The systemic arteriolar resistance is  dramatically low in chronic  severe AR  by a reflex phenomenon ,  as cardiac out put is increased and vascular tree adopt to it. So, with each  beat when blood is ejected two things happen in diastole .While a small fraction runs back into LV , the rest of  blood runs off , as if it goes in a free way  making all peripheral pulses dynamic , bounding and collapsible.

Hence as the name suggest all the peripheral signs of AR  are due to the peripheral mechanisms rather than primary event of aortic run off  into left ventricle.

Why carotid pulse does not show the collapsible nature of  pulse in AR  ?

If aortic leak into LV  is the dominant mechanism ,  carotid  artery should obviously manifest a collapse ,but it doesn’t  ,as carotid has no direct continuity with the  peripheral low resistance circuit

What is the hemo-dynamic  correlates of    descending  aortic flow reversal  in  severe AR ?

The central vascular tree  manifest  some  reversal till the regurgitant  velocity fades off . This can occur in severe AR, extending into certain length of aorta. This can be picked up by Doppler probe. Please realise  it is only  the wave form that get reversed  not the actual blood stream.( The momentum gained in systole  continues to push forward in-spite of the pulling back forces of regurgitation)

Why peripheral signs are  absent in acute AR ?

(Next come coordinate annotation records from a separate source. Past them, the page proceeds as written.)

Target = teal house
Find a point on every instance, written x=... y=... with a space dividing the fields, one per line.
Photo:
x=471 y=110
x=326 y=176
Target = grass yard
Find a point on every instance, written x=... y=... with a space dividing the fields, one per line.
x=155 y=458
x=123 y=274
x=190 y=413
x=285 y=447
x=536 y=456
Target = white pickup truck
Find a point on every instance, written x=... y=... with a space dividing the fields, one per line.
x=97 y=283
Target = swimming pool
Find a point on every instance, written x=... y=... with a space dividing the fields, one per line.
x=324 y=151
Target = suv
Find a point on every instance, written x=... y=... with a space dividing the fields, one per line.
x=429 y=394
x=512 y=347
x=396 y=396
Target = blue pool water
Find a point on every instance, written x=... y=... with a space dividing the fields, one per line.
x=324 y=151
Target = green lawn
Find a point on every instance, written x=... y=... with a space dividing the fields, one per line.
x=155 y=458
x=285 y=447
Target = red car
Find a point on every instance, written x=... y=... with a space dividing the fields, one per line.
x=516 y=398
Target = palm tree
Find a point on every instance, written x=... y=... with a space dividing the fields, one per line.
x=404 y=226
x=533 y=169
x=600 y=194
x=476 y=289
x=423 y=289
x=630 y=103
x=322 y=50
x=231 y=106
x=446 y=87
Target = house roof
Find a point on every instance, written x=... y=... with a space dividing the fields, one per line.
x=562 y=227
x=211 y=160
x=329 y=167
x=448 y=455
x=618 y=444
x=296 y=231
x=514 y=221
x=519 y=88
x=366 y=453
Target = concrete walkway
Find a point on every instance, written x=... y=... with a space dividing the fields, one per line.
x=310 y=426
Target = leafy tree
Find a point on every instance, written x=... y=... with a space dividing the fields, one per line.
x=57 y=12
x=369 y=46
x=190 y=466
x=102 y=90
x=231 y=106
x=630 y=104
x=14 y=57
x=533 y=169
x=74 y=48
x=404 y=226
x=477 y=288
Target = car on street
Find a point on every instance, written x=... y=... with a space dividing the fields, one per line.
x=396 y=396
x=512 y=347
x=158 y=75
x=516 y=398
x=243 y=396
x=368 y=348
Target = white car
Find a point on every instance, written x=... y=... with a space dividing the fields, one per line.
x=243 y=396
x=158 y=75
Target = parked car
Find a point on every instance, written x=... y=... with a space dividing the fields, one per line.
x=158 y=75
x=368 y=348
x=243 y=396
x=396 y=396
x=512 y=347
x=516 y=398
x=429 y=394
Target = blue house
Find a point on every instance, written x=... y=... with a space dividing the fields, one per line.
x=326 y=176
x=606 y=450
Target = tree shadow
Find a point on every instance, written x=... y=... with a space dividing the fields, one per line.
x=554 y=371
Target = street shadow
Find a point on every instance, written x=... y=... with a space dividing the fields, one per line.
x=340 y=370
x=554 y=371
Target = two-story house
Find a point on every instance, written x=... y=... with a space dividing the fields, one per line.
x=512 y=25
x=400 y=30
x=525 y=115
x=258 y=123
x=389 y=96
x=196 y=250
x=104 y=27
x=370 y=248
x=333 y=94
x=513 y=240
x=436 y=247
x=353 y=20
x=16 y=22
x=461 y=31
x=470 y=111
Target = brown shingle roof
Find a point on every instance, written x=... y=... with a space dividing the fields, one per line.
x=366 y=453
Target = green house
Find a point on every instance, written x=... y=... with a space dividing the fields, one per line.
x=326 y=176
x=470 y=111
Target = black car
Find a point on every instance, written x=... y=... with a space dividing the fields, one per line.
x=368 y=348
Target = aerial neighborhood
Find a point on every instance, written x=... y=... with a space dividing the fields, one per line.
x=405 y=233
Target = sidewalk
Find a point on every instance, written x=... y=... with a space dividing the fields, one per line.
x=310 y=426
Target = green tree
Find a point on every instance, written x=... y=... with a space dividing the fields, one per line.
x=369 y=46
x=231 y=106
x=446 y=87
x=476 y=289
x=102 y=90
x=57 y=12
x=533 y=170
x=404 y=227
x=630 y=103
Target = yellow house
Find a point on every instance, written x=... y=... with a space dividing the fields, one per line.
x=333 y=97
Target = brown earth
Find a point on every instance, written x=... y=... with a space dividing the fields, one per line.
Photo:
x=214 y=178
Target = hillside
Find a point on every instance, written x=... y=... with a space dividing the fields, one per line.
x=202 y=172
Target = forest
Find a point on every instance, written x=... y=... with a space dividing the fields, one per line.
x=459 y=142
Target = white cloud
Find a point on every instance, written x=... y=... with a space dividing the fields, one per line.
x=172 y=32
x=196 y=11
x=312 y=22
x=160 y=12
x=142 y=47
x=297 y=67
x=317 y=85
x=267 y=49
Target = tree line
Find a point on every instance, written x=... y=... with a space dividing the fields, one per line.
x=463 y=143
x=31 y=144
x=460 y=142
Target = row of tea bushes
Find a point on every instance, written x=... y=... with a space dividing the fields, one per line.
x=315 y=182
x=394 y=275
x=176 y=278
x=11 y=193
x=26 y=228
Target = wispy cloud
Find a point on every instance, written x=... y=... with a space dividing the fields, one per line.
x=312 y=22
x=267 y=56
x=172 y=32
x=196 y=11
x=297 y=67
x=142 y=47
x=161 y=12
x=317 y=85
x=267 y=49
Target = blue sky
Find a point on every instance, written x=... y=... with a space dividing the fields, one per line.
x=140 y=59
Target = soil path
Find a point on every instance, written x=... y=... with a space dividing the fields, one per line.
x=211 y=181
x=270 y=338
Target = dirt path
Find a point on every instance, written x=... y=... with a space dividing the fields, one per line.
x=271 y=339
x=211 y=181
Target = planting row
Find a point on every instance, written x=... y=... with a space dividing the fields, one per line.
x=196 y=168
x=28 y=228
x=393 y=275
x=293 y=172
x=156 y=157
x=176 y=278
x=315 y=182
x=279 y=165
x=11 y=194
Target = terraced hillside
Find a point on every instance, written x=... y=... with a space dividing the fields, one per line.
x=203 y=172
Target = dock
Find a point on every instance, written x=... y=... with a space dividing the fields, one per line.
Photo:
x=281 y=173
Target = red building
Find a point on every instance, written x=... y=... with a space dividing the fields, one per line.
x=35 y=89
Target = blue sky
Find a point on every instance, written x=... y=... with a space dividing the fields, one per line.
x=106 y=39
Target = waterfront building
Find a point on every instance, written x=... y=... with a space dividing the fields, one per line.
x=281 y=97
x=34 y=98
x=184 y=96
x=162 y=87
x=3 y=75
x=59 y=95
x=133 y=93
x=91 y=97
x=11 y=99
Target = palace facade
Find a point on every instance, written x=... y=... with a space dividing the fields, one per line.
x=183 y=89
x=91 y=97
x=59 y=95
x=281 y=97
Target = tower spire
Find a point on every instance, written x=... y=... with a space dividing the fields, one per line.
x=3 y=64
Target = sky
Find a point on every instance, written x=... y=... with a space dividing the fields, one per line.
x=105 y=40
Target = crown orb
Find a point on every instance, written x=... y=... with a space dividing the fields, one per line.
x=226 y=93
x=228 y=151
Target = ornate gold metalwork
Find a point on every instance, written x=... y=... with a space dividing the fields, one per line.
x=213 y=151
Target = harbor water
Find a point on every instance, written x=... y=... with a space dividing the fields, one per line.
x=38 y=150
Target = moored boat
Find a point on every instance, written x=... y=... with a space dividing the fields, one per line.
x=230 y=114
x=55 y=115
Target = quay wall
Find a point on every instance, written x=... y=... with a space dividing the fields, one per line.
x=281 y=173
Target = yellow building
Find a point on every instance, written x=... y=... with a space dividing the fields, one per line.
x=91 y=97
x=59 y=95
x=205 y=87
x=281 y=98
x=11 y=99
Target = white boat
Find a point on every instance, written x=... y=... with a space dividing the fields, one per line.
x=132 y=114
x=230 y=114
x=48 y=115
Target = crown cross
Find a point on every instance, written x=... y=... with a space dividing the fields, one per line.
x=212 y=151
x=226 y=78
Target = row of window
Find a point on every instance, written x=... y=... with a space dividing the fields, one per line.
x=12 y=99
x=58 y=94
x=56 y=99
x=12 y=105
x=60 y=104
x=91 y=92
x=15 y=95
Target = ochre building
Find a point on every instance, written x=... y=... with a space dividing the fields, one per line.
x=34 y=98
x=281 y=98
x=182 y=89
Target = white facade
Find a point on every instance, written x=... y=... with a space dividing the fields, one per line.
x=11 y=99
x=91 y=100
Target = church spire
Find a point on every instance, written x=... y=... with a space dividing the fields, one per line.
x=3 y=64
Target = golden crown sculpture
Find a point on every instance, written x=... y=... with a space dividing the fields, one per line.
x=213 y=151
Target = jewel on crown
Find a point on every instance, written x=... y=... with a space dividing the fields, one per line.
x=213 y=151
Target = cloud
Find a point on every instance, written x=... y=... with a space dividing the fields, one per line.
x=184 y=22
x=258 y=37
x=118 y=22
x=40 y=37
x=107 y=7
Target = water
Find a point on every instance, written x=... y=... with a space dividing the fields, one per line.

Acute AR even if it’s  significant does not cause a collapsing  pulse because it takes time for the peripheral vascular tree to go for vasodilatory mode.Further ,LV is also less compliant keeping the LVEDP high and regurgitant fraction low.

Summary

Answering  the title question ,the mechanism of  Aortic run off  in AR is both central and peripheral.  However  clinical  signs are largely due to high cardiac out put and the resultant   adaptive  response  of the  vascular tree due to low  systemic   vascular  resistance  triggered by  reflex  dilatation of small arterioles of the  peripheral vascular bed.